Unser Gehirn ist nicht modular aufgebaut, sondern es ist ein auf Vernetzung aufgebautes System. Jeden Tag nach dem Trauma denken wir daran und bauen neue Synapsen - ein Leben lang. Wie sollte man das Trauma und den Versuch seiner Verarbeitung aus dem Spinnennetz wieder rauskratzen? Es ginge also nur mit biochemischer Unterdrückung von Impulsen - wie es bei der Depressionsbehandlung geschieht. Und was mit Kranken gemacht wird, da hat sehr wohl eine unabhängige Instanz ein Wörtchen mitzureden. Es eht dabei um Güteabwägung. Ein ähnliches Dilemma sehe ich bei der Sterbehilfe. Einerseits stehe ich auf der Seite der Betroffenen, die über ihr Leben und Sterben selbst entscheiden können sollten, aber ich sehe auch die Gefahr, dass eine 'Legalisierung' die Möglichkeit entstehen lässt, diese zu missbrauchen, indem Alte und Kranke von ihrem Umfeld dazu gedrängt werden. Der Gesetzgeber muss alle Aspekte berücksichtigen und seine Entscheidung ohne Ansehen der Person treffen - das ist für mich überhaupt der Wesenskern eines Rechtsstaates.

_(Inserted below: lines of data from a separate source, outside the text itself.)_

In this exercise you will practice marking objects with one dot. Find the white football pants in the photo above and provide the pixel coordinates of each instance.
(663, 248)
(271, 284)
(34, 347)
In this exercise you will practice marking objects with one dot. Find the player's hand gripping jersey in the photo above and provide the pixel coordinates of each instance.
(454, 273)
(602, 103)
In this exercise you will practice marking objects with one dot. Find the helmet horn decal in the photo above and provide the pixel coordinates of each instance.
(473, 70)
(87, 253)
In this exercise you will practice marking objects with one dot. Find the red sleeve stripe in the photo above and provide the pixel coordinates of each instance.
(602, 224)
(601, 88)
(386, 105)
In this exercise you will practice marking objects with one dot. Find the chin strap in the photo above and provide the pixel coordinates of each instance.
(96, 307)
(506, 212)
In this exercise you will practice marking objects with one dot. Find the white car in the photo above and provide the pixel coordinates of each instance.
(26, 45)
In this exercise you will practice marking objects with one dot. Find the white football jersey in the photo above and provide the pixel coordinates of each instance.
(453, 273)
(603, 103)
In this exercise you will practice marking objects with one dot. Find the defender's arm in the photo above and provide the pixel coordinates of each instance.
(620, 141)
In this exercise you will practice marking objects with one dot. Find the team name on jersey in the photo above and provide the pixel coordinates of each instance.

Diese Einstellung "Ich will gar nicht immer glücklich sein" ist genau wie "Ich will gar nicht ewig leben" ein Trick unseres Gehirns. Weil wir an keine Veränderung glauben können , akzeptieren wir die Sachen so wie sie sind und tun sogar noch so, als wäre uns das sowieso lieber.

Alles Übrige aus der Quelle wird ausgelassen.